Apple Snails Multifunctional Cellulose Enzyme Egxa Its Domain In The Reorganization Of The Insect Cell Tn5 Analysis, Expression And Characterization

Cellululose is the major component of plant biomass resulting from the photosynthesis of life on earth. And cellulase is a kind of enzyme that plays a great role in the conversion process from cellulose into the glucose. Thus it would be of giant value for both academic researches and industry applications.The cellulase designated as EGX was purified from gastric juice of Ampullaria crossean. The molecular mass of EGX was 41.5kDa. According to the central amino acid sequence of EGX, a DNA sequence was cloned from Ampullaria crossean cDNA expressional library. And the 3'end was totally same to the EGX open read frame. Thus we named the DNA sequence as egxa, and the protein expressed as EGXA. It was needed to functionally express egxa to obtain recombinant protein which possesses similar enzymatic properties with animal cellulase.Insect cell baculovirus expression system offers many advantages over other expression system.
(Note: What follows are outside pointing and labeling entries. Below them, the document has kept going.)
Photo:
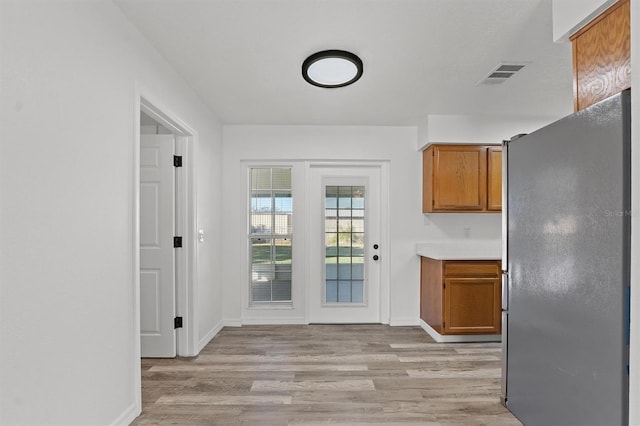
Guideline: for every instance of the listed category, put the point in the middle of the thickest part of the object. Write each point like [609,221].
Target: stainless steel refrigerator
[566,243]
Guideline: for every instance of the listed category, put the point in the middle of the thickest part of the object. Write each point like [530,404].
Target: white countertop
[461,249]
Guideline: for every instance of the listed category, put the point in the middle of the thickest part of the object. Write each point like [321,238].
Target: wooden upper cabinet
[494,178]
[602,56]
[461,178]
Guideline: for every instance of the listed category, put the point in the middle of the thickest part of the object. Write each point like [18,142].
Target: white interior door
[345,253]
[157,258]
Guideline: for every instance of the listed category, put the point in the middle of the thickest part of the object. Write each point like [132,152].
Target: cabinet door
[471,306]
[602,56]
[459,177]
[494,179]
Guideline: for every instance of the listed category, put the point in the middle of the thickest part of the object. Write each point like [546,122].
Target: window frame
[272,235]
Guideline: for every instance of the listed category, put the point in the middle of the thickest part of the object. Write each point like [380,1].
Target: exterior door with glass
[345,253]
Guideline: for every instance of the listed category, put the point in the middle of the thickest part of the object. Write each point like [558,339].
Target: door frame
[186,139]
[385,250]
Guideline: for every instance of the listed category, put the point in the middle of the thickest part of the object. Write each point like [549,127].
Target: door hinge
[177,322]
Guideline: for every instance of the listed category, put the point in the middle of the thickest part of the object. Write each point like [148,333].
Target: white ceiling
[421,57]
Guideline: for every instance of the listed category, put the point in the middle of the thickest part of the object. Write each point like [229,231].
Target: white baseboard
[232,322]
[404,322]
[460,338]
[275,321]
[210,335]
[128,416]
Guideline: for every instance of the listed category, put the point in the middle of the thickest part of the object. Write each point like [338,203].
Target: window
[270,235]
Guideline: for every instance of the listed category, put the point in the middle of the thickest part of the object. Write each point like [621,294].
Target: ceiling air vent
[501,72]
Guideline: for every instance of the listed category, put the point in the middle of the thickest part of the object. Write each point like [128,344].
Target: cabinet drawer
[469,268]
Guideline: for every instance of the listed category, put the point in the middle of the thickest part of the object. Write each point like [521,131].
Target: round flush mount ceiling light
[332,68]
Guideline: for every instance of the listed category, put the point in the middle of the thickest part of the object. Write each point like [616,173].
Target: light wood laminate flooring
[326,375]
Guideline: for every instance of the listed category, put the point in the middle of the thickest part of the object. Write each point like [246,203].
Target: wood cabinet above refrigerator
[602,56]
[462,178]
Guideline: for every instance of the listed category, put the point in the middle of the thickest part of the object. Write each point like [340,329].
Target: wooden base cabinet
[461,297]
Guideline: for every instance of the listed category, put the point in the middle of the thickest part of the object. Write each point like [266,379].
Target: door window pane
[344,244]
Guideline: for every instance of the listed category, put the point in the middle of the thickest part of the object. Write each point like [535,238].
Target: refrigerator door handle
[505,291]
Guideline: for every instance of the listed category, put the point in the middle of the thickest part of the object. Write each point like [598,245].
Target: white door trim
[385,250]
[186,215]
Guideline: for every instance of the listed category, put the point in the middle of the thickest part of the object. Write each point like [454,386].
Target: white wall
[69,70]
[483,129]
[408,225]
[571,15]
[634,393]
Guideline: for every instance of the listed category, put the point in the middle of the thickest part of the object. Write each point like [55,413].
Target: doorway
[164,292]
[347,245]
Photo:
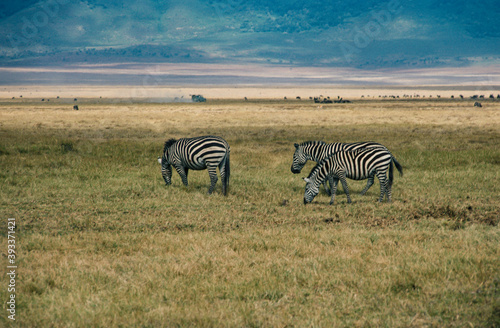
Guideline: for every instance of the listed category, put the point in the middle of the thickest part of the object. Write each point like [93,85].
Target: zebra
[357,164]
[320,150]
[199,153]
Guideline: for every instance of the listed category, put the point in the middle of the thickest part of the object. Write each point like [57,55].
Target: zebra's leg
[183,173]
[382,178]
[371,179]
[334,183]
[346,188]
[328,183]
[212,173]
[388,187]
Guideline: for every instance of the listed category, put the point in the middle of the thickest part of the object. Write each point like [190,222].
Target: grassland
[102,242]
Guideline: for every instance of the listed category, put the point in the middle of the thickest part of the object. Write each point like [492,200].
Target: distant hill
[363,34]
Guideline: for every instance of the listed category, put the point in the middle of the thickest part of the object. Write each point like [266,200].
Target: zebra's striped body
[318,151]
[199,153]
[358,164]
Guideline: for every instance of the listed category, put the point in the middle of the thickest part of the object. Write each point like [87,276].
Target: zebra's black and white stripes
[319,150]
[358,164]
[199,153]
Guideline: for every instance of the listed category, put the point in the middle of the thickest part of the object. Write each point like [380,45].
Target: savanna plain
[103,242]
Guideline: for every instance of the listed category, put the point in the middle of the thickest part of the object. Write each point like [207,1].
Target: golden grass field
[102,242]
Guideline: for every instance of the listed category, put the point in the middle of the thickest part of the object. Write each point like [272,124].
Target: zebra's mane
[315,169]
[168,143]
[307,143]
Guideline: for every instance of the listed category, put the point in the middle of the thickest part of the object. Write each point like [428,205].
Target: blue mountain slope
[333,33]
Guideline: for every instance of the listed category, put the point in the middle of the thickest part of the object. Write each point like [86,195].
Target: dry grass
[102,242]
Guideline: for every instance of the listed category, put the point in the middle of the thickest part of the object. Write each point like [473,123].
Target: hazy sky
[348,33]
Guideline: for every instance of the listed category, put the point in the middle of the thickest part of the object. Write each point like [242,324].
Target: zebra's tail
[398,166]
[391,170]
[227,170]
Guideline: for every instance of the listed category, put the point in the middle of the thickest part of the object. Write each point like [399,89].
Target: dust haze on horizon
[357,35]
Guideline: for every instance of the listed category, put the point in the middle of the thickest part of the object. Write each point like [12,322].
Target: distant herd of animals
[339,100]
[335,162]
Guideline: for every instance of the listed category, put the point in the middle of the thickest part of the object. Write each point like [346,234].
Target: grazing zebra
[358,164]
[319,150]
[199,153]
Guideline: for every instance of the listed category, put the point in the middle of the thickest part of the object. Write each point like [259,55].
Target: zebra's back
[199,152]
[359,164]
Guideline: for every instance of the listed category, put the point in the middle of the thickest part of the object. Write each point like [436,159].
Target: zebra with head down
[320,150]
[357,164]
[199,153]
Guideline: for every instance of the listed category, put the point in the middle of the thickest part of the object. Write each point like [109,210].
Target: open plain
[102,242]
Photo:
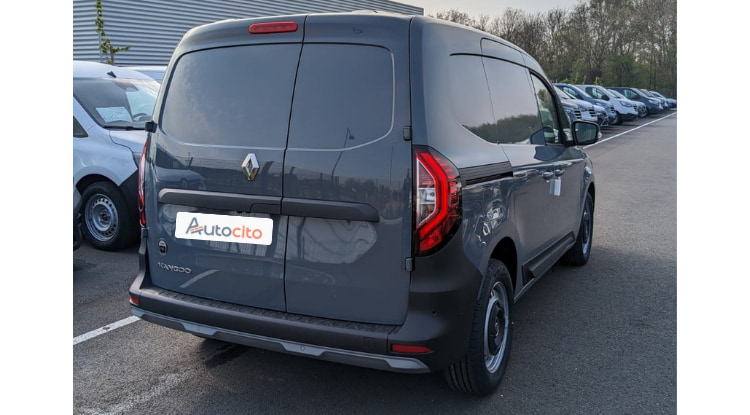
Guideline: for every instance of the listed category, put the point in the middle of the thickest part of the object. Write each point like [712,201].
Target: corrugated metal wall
[152,28]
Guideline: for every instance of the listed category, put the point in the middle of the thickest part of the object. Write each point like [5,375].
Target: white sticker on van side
[111,114]
[258,231]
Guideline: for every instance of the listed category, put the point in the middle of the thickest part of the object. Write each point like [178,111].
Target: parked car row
[620,103]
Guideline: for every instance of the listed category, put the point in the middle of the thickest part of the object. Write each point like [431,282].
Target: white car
[111,106]
[626,109]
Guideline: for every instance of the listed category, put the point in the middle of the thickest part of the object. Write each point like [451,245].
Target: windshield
[117,103]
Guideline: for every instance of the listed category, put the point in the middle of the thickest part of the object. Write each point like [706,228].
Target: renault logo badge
[250,166]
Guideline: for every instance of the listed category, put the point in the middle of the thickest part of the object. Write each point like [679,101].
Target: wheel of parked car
[481,369]
[107,224]
[579,253]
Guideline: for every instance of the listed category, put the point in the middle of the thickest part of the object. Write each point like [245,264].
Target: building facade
[153,28]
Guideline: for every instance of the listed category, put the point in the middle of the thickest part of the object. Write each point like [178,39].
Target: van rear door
[347,172]
[215,228]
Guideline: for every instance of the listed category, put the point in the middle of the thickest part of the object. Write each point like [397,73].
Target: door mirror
[585,133]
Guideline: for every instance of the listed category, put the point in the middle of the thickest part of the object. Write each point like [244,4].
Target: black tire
[579,253]
[108,224]
[480,371]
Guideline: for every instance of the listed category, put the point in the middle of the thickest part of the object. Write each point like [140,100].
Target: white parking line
[631,130]
[105,329]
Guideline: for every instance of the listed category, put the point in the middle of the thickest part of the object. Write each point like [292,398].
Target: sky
[489,7]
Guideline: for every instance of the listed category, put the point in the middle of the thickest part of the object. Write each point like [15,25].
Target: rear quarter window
[513,101]
[233,96]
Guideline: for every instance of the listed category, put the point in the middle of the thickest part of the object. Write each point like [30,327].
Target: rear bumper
[350,357]
[441,303]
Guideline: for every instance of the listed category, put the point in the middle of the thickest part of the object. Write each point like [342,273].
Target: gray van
[377,190]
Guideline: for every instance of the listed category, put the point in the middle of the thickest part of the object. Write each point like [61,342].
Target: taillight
[272,27]
[141,178]
[438,198]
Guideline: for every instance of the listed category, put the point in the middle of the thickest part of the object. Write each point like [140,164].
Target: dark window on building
[235,96]
[343,97]
[471,97]
[514,105]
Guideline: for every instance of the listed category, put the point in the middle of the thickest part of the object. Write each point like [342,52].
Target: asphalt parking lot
[600,339]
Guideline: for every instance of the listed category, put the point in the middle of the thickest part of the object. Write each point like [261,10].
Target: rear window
[343,97]
[234,96]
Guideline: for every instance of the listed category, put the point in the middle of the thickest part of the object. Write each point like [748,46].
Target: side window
[78,131]
[515,108]
[572,92]
[243,101]
[470,96]
[547,111]
[343,97]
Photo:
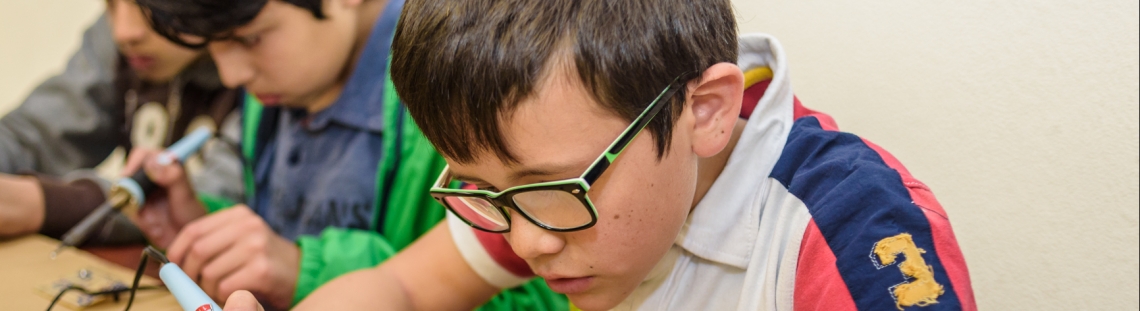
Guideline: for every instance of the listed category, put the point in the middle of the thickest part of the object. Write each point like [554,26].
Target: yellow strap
[755,75]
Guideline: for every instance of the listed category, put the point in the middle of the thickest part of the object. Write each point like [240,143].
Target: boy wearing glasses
[636,155]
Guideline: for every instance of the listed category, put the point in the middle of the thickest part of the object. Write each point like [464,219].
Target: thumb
[242,301]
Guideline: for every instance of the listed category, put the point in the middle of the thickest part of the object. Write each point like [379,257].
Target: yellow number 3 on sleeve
[921,289]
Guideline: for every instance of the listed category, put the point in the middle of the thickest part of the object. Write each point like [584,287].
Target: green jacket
[408,211]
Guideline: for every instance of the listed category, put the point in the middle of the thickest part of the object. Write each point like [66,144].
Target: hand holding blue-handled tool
[129,194]
[186,292]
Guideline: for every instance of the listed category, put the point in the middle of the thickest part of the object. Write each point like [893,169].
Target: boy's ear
[715,106]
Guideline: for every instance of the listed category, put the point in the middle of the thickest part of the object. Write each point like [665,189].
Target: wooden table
[25,264]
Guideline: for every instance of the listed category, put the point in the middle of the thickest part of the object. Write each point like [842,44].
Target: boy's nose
[128,23]
[530,242]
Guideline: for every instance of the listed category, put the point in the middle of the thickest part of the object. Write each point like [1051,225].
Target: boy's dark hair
[458,65]
[210,19]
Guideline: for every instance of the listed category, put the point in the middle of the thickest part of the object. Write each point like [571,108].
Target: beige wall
[37,37]
[1022,115]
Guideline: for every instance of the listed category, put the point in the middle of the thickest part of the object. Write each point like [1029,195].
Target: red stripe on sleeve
[502,253]
[945,244]
[499,251]
[819,285]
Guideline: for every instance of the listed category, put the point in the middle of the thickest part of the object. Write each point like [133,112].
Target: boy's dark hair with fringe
[210,19]
[459,64]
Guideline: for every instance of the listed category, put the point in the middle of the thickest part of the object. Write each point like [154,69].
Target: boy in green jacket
[336,172]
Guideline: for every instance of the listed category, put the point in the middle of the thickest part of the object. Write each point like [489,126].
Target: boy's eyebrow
[540,171]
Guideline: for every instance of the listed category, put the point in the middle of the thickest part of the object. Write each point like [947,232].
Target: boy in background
[338,174]
[636,154]
[127,87]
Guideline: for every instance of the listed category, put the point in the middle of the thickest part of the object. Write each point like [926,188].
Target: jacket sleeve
[340,251]
[336,252]
[68,121]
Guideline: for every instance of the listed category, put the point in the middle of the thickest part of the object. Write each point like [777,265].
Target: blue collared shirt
[319,170]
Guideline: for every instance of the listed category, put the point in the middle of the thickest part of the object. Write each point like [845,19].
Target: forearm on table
[21,205]
[428,275]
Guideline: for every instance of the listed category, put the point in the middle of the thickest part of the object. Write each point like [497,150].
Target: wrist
[22,205]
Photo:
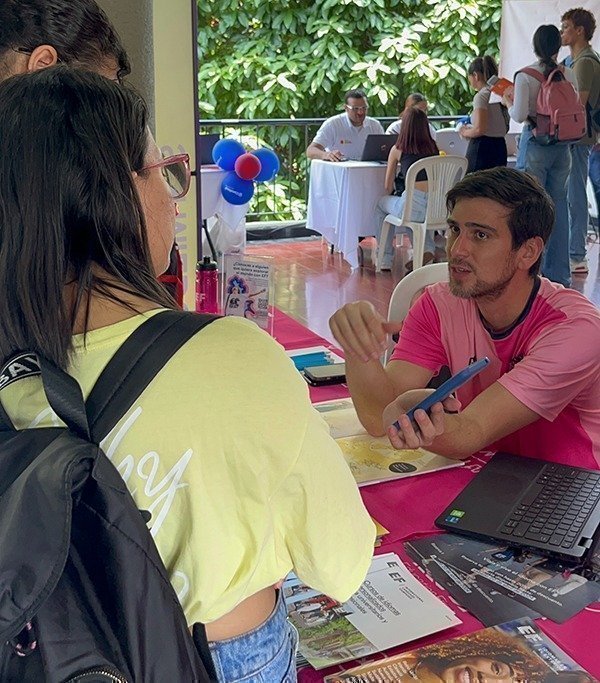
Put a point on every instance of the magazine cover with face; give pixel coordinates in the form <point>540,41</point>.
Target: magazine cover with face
<point>509,653</point>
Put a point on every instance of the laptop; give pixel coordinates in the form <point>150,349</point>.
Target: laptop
<point>206,143</point>
<point>529,503</point>
<point>377,147</point>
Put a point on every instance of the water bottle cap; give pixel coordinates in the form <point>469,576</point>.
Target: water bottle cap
<point>206,264</point>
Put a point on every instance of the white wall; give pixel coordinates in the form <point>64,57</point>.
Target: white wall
<point>520,19</point>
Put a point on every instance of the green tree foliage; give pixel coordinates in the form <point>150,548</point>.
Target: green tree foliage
<point>282,58</point>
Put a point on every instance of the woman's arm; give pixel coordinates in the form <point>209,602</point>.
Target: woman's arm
<point>478,126</point>
<point>390,173</point>
<point>518,99</point>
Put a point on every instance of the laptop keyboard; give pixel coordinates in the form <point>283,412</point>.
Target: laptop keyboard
<point>555,509</point>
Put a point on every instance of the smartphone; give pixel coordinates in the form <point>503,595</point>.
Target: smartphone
<point>319,375</point>
<point>450,385</point>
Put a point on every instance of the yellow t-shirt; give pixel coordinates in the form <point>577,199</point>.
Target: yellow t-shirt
<point>239,472</point>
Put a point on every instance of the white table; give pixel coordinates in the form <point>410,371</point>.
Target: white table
<point>342,199</point>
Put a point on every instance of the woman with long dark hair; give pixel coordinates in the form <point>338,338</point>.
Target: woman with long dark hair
<point>550,164</point>
<point>489,121</point>
<point>223,447</point>
<point>414,143</point>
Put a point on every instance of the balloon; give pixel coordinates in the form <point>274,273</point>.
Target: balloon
<point>269,164</point>
<point>236,190</point>
<point>247,166</point>
<point>225,152</point>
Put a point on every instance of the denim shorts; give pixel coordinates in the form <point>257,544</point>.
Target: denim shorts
<point>267,654</point>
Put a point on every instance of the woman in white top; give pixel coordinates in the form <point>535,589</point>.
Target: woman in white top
<point>550,164</point>
<point>489,121</point>
<point>415,99</point>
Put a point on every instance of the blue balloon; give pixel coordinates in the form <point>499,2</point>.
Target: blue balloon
<point>225,152</point>
<point>236,190</point>
<point>269,164</point>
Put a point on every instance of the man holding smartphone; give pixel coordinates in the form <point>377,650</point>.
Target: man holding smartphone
<point>540,395</point>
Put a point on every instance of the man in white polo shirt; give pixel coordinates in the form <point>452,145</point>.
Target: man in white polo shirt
<point>343,136</point>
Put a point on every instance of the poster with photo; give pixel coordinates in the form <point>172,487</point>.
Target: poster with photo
<point>248,288</point>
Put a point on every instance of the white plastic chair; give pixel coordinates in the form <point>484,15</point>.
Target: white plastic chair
<point>443,172</point>
<point>403,293</point>
<point>448,140</point>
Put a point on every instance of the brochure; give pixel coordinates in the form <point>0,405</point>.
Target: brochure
<point>390,608</point>
<point>381,531</point>
<point>540,583</point>
<point>515,651</point>
<point>373,459</point>
<point>248,288</point>
<point>480,598</point>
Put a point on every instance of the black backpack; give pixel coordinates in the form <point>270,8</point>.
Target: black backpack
<point>84,594</point>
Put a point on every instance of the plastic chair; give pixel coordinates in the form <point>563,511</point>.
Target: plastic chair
<point>443,172</point>
<point>403,293</point>
<point>448,140</point>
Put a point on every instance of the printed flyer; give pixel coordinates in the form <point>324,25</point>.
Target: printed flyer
<point>248,289</point>
<point>391,607</point>
<point>517,651</point>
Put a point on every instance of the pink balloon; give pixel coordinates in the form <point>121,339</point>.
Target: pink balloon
<point>247,166</point>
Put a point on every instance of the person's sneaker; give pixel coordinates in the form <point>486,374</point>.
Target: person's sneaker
<point>579,267</point>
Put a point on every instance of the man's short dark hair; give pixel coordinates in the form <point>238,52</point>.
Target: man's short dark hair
<point>581,17</point>
<point>79,30</point>
<point>354,94</point>
<point>531,209</point>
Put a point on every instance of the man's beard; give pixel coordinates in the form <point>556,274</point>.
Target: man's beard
<point>485,290</point>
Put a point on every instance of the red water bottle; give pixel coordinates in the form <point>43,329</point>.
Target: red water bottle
<point>207,286</point>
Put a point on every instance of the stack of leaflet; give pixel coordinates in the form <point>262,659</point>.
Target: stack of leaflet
<point>372,459</point>
<point>524,652</point>
<point>390,608</point>
<point>313,356</point>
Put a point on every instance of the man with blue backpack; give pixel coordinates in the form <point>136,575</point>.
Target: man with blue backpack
<point>577,29</point>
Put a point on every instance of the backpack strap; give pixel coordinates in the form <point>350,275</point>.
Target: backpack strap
<point>6,424</point>
<point>135,364</point>
<point>62,391</point>
<point>534,73</point>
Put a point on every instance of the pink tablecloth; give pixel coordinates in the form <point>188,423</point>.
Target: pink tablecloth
<point>408,507</point>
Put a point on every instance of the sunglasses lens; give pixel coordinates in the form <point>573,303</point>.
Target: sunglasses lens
<point>177,177</point>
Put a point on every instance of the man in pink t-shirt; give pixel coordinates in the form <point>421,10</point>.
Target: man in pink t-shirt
<point>540,395</point>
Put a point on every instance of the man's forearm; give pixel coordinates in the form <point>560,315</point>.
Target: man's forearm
<point>314,152</point>
<point>371,390</point>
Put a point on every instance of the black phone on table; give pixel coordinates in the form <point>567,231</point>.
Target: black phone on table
<point>319,375</point>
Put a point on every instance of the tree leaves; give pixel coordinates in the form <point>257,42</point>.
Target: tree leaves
<point>250,50</point>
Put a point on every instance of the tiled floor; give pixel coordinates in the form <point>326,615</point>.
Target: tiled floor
<point>311,283</point>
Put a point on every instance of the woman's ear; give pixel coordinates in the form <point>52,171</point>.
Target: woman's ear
<point>42,57</point>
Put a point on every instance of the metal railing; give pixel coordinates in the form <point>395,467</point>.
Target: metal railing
<point>286,197</point>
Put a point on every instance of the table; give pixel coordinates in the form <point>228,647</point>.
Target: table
<point>342,198</point>
<point>407,507</point>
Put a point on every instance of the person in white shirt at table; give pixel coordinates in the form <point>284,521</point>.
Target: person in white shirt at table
<point>343,136</point>
<point>415,99</point>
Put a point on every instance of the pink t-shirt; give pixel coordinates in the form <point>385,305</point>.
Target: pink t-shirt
<point>549,360</point>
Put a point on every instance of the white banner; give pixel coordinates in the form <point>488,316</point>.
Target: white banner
<point>520,19</point>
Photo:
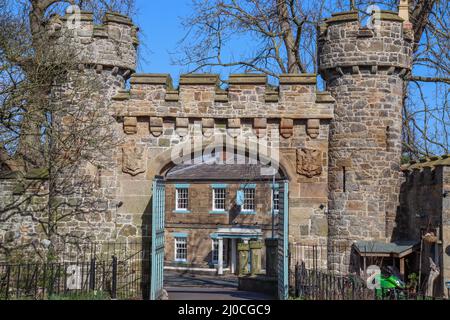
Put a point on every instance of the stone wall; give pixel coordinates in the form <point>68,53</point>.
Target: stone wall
<point>424,208</point>
<point>364,71</point>
<point>157,118</point>
<point>23,199</point>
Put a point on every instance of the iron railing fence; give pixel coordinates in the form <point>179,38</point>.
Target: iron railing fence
<point>318,257</point>
<point>322,285</point>
<point>89,270</point>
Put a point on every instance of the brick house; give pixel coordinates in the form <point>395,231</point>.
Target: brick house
<point>204,218</point>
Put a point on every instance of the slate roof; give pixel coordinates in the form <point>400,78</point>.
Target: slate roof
<point>217,172</point>
<point>374,248</point>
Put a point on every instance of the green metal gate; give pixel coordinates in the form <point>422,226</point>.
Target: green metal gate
<point>283,243</point>
<point>157,257</point>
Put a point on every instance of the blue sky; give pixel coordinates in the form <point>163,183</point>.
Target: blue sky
<point>161,30</point>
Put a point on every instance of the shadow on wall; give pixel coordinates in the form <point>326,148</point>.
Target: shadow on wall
<point>146,231</point>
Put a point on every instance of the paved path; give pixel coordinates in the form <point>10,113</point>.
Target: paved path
<point>196,293</point>
<point>204,287</point>
<point>172,279</point>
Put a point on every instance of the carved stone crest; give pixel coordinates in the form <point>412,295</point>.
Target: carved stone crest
<point>133,160</point>
<point>309,162</point>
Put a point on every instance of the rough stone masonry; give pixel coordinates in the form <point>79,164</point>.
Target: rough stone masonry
<point>339,148</point>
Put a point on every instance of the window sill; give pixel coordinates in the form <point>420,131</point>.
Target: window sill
<point>248,212</point>
<point>181,262</point>
<point>181,211</point>
<point>218,212</point>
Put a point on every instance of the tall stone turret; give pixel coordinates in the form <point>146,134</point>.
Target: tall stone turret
<point>109,48</point>
<point>364,70</point>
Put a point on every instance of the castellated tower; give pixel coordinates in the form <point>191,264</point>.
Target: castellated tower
<point>109,49</point>
<point>364,70</point>
<point>103,59</point>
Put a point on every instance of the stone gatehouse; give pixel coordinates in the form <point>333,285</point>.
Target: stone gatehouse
<point>340,149</point>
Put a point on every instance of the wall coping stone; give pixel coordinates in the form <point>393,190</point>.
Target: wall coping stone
<point>288,79</point>
<point>199,79</point>
<point>248,78</point>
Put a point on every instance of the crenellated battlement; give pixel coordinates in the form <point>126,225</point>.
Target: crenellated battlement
<point>110,45</point>
<point>247,96</point>
<point>347,47</point>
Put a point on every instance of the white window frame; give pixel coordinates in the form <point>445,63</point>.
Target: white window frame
<point>177,241</point>
<point>214,208</point>
<point>215,252</point>
<point>277,191</point>
<point>177,198</point>
<point>245,200</point>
Such as safety, easy of scale up, high level of recombinant gene expression, accuracy and the use of cell lines ideal for suspension culture, especially insect cells have similar post-translated modification system to Ampullaria crossean.We expressed egxa in the insect cell Tn5(Trichoplusia ni.) using baculovirus vectors system. And we found that recombinant EGXA showed hydrolytic activities towards p-nitrophenyl -β-D-cellobioside (pNPC), 2-hydroxythel-cellulose, hydroxythel-cellulose, sigmacell, carboxylmethyl cellulose sodium salt (CMC-Na) and xylan from oat spelt, which implied recombinant EGXA was an multi-functional enzyme with the activities of exo-β-1,4-glucanase, endo-β-1,4-glucanase and endo-β-1,4-xylanase. The hydrolytic activities of the enzyme towards soluble pNPC, xylan from oat spelt and CMC-Na reached their maximum at 48℃, 45℃and 40℃respectivily, and the optimum pH were about pH5.8, pH 5.5 and pH 5.2. In addition, the purified recombinant EGXA was glycosylated by the insect cells.Additionally, CBM-A, the recombinant cellulose-binding module showed ability of binding to sigmacell, while the recombinant catalysitic domain CD-A lost the enzymatic activities, which implied the binding domain played a vital role in the hydrolyzing course of cellulose.In summary, recombinant EGXA showed similar hydrolytic activities to wild EGX. So it can be used as an animal cellulase in both academic researches and industrial applications. And the catalystic domain could not work without its cellulose-binding module.